Beachton Doubled Edge Pussyhat
My mother is going to the Women's March on Washington next week and she's demanding a lot of my creativity. I'm making her a banner and a sash and hats specified as the uniform of the movement. The Pussyhat Project has a pattern for a hat knit flat and seamed up the sides. This doesn't really appeal to me. I'd rather do a Kitchener seam across the top for the same result. I have some pima cotton/baby alpaca yarn on hand that I bought on sale in colors nobody in my family likes. But it's perfect for this. I have two 50 gram skeins of each color, fuschia, coral, and candy floss. I have no use for little scraps of this yarn so I'm going to try to use up every inch of it.

The pattern online calls for a hat that's 100 stitches around. In my hat experience that is way too big for tiny-headed people like me and my mother. I'm going to start with my favorite chunky yarn pattern for baby alpaca hats that has 72 stitches.

I'm using my new favorite stretchy cast on, the slip knot cast on.



I cast on 72 stitches using a size 11 tip.  I switched them out for size 8 tips for the first hat, a very small one. Making sure the stitches were not twisted I started knitting in the round, k2, p2 all the way around. It should end on p2. After one round I took a yarn needle and threaded the tail with it. I inserted it through the first slip knot stitch where the yarn came out. This makes a nice looking join and you can hardly tell. Then I knit 2x2 ribbing until I finished the first 50 grams of yarn. I joined on the second skein of yarn and knit another three rows of ribbing. Total ribbing came to about 5 1/2". It is 6" wide folded in half.

I slipped a longer cable into the stitches to try on the hat. When it seemed like the ribbing folded double would cover my ears I switched to size 9 needles and straight knitting. I kept knitting until the sides met in the middle when I tried on the hat. I actually started to run out of yarn when I was pretty close. I measured that I had 6 arm lengths left, knit around, measured again, and found it took 2 to do a round. So I had enough left for two more rounds. That works out as one to knit, and one for the graft. I knit one more round. Then I knit 18 stitches past the end of round marker, 1/4 of the way around. I moved the other 36 stitches to another cable needle.

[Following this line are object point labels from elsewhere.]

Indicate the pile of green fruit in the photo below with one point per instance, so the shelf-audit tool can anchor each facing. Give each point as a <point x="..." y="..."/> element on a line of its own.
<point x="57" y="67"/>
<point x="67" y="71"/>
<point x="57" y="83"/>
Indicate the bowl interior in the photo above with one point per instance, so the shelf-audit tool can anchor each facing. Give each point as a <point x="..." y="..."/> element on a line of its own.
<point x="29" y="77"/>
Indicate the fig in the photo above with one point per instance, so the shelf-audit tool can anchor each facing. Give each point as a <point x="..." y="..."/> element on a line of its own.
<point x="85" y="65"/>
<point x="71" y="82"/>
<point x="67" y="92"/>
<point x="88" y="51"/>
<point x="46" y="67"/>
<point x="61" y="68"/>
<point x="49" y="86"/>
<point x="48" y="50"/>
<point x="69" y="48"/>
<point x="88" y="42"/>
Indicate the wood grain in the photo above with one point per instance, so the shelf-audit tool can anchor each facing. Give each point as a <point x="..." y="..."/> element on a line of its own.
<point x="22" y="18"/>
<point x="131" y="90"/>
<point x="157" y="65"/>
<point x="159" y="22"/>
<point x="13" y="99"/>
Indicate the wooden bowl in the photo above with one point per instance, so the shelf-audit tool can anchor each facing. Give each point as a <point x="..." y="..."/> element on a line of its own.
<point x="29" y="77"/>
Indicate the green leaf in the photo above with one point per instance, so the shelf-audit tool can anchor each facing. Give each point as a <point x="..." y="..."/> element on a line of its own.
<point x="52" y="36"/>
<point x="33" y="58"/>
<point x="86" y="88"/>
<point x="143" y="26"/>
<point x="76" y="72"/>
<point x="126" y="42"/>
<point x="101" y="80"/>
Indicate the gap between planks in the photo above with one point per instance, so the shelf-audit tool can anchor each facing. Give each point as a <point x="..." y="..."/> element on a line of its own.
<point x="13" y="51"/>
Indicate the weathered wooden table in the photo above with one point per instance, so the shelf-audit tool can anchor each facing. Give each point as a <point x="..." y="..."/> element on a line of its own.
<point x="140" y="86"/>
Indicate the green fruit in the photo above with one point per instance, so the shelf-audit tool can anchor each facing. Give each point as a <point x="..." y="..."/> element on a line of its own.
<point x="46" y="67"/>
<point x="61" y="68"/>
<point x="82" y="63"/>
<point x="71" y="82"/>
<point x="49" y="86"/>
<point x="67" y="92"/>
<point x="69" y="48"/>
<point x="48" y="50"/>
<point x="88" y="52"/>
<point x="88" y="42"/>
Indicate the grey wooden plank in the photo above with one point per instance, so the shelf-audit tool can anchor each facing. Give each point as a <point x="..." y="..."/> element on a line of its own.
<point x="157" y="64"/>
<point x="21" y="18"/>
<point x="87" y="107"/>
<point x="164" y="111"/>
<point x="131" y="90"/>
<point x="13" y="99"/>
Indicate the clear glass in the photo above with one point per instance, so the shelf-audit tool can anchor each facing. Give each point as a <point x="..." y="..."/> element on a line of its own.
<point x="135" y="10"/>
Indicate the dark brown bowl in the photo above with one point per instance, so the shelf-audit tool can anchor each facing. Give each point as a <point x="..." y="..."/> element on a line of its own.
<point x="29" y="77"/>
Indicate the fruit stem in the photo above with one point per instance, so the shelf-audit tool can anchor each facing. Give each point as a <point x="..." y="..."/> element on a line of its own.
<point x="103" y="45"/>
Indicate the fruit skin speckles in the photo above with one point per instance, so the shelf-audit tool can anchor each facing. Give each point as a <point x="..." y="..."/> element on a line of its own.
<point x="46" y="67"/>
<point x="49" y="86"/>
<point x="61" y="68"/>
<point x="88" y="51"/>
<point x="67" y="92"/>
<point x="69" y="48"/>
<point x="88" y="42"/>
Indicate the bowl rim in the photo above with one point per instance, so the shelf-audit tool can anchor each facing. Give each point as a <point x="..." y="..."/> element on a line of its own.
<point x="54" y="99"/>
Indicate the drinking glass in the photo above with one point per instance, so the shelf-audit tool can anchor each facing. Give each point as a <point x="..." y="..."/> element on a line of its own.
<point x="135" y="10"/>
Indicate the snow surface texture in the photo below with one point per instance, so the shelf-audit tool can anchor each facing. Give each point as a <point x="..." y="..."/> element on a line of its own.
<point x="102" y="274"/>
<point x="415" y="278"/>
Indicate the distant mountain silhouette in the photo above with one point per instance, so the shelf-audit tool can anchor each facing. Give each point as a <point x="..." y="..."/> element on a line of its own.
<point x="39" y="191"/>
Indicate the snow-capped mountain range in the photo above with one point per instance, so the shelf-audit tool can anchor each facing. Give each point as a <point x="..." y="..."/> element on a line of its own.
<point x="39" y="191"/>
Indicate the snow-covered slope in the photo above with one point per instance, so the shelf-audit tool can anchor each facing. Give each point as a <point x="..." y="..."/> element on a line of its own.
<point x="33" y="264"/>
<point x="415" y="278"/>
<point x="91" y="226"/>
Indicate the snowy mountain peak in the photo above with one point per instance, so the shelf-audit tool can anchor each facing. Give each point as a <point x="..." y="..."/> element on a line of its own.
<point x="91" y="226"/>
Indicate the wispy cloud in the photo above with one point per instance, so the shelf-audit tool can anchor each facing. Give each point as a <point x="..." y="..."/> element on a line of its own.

Then I did a kitchener close across the top. I used a size 9 DPN to hold the gauge of the graft. It came out a little too loose. For the next one I will go down a needle size for the graft. The final height of the stockinette section is 5". It is 8 1/4" wide folded in half.

Kitchener closed with a DPN to hold the gauge. I wrap the yarn under the needle to work the front stitches and go over the needle to work the back stitches.
5" stockinette, 5 1/4" of 2x2 rib

Top section is 8 1/4" wide

Ribbing is about 6" wide. Photo is deceiving because fold is on a purl row

I use a needle and thread to secure the ends of this chainette yarn after weaving it in a bit. It's too bulky for knots and I don't trust cotton to stay put.

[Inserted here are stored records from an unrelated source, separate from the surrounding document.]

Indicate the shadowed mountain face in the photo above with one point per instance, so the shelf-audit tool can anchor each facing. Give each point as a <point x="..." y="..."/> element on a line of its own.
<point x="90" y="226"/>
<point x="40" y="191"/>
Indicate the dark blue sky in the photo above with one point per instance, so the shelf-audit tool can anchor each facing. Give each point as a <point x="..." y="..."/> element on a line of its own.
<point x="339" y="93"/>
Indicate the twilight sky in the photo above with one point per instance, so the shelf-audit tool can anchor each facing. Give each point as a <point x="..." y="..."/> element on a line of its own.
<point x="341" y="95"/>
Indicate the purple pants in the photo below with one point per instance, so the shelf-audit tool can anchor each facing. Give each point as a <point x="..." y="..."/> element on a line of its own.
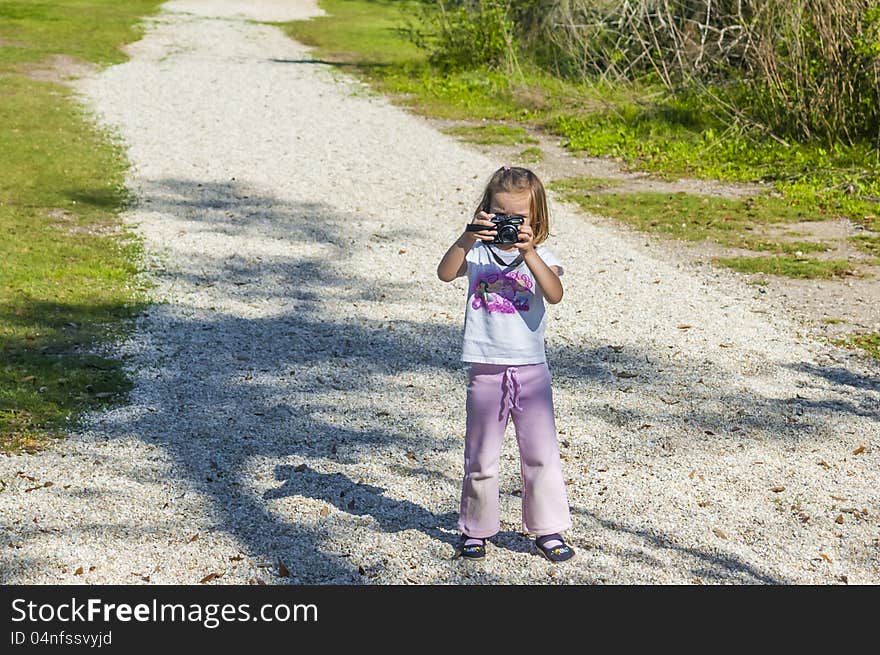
<point x="494" y="394"/>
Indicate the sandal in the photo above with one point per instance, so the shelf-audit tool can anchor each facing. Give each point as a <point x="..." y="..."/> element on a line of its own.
<point x="558" y="553"/>
<point x="471" y="551"/>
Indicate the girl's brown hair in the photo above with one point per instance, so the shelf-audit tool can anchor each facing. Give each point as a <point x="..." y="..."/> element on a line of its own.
<point x="514" y="179"/>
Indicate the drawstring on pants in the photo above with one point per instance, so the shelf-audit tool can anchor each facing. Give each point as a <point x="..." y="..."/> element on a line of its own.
<point x="511" y="391"/>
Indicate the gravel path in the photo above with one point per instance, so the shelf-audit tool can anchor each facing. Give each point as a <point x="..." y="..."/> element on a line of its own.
<point x="298" y="395"/>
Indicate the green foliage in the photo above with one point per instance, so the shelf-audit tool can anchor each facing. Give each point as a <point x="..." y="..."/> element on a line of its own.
<point x="467" y="34"/>
<point x="869" y="243"/>
<point x="532" y="155"/>
<point x="370" y="35"/>
<point x="733" y="223"/>
<point x="869" y="342"/>
<point x="67" y="279"/>
<point x="788" y="266"/>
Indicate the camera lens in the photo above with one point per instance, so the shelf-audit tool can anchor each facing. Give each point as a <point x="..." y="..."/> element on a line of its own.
<point x="507" y="235"/>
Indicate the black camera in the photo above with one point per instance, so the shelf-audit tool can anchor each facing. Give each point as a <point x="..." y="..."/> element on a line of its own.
<point x="506" y="226"/>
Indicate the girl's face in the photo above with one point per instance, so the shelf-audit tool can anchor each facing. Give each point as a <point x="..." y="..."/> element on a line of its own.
<point x="515" y="202"/>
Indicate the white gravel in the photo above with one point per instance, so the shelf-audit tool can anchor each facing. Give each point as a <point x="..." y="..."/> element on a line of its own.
<point x="298" y="394"/>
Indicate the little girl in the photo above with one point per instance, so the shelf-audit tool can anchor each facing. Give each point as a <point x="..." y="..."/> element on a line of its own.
<point x="508" y="377"/>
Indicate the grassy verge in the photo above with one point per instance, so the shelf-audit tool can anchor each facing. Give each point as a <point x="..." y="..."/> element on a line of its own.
<point x="648" y="131"/>
<point x="68" y="266"/>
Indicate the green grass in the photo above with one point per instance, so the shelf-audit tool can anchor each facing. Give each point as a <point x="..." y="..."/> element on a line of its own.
<point x="868" y="342"/>
<point x="492" y="134"/>
<point x="869" y="243"/>
<point x="788" y="266"/>
<point x="67" y="280"/>
<point x="640" y="124"/>
<point x="368" y="34"/>
<point x="691" y="217"/>
<point x="531" y="155"/>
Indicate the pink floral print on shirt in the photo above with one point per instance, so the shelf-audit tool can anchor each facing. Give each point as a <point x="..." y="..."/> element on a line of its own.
<point x="503" y="292"/>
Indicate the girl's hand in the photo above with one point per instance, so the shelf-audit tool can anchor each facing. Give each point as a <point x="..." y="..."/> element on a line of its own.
<point x="525" y="239"/>
<point x="482" y="218"/>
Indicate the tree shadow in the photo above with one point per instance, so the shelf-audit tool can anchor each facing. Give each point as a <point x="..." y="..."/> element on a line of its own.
<point x="230" y="395"/>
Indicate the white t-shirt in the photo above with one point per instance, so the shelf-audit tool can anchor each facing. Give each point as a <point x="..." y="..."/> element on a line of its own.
<point x="504" y="320"/>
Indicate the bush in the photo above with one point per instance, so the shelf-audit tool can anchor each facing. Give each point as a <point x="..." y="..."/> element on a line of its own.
<point x="464" y="35"/>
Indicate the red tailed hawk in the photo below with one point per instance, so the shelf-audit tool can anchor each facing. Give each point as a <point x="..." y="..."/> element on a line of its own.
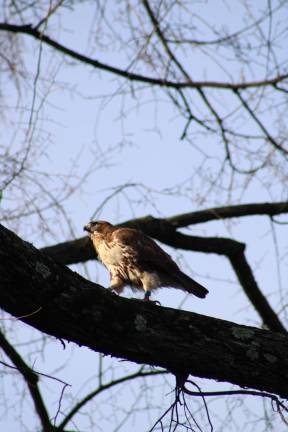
<point x="134" y="259"/>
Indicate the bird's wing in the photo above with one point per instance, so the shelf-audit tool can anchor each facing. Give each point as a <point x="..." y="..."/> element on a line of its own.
<point x="145" y="251"/>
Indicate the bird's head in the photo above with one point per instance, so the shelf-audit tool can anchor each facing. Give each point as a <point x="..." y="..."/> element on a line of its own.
<point x="94" y="227"/>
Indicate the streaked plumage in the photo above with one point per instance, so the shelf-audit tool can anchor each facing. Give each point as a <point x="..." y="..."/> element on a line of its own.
<point x="134" y="259"/>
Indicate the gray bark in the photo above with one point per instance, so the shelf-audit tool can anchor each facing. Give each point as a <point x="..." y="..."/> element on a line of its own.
<point x="57" y="301"/>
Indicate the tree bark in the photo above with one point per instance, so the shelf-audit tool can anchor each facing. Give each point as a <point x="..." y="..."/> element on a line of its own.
<point x="57" y="301"/>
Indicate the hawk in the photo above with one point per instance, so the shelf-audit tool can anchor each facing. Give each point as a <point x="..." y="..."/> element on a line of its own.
<point x="134" y="259"/>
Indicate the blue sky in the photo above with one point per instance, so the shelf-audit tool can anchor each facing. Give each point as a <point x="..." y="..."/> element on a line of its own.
<point x="124" y="140"/>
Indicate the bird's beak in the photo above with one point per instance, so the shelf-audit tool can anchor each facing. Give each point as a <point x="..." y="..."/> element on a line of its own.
<point x="87" y="228"/>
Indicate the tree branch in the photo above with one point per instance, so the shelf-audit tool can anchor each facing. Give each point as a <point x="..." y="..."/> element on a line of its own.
<point x="31" y="379"/>
<point x="182" y="342"/>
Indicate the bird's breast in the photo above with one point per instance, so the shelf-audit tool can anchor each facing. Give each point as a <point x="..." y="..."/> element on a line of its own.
<point x="109" y="254"/>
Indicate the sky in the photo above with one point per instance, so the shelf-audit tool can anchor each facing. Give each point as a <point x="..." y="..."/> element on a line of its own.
<point x="123" y="140"/>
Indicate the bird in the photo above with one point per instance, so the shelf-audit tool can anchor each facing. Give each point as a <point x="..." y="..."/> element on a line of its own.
<point x="134" y="259"/>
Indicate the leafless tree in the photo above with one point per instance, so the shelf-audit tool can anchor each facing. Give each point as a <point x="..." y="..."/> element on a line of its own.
<point x="221" y="74"/>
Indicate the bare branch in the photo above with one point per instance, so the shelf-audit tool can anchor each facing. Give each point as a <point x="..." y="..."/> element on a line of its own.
<point x="35" y="33"/>
<point x="87" y="314"/>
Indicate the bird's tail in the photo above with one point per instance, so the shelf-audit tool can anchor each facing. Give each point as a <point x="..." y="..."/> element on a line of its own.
<point x="190" y="285"/>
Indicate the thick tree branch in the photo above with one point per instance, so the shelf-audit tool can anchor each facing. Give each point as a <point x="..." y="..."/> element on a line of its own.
<point x="164" y="230"/>
<point x="80" y="250"/>
<point x="37" y="34"/>
<point x="182" y="342"/>
<point x="227" y="212"/>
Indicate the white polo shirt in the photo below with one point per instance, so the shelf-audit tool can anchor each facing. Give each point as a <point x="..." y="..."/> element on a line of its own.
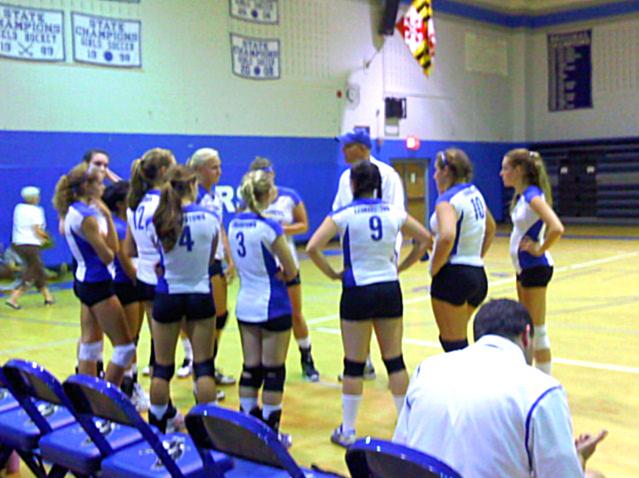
<point x="486" y="413"/>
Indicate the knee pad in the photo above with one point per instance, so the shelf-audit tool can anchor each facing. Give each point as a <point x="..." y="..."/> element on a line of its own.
<point x="252" y="377"/>
<point x="452" y="345"/>
<point x="395" y="364"/>
<point x="123" y="354"/>
<point x="204" y="369"/>
<point x="220" y="320"/>
<point x="274" y="378"/>
<point x="354" y="369"/>
<point x="91" y="352"/>
<point x="165" y="372"/>
<point x="541" y="341"/>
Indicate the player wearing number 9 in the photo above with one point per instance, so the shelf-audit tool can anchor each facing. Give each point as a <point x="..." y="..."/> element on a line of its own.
<point x="463" y="229"/>
<point x="371" y="293"/>
<point x="185" y="235"/>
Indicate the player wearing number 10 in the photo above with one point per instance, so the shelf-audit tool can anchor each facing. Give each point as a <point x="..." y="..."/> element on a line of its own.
<point x="464" y="230"/>
<point x="371" y="294"/>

It came out to 98 g at the end.

No side seams, cute little ears.




Update: I grafted the top of the coral hat during the spacewalk on Friday, Jan 13. I used a 9 needle for the ribbing and 10 for the stockinette. I like this one better than the tighter knit hot pink. It's only 1/2" bigger but it makes the ears cuter. I also went down 2 needle sizes for my gauge-holding needle for the graft. I used an 8 for size 10 knitting needles. This was good.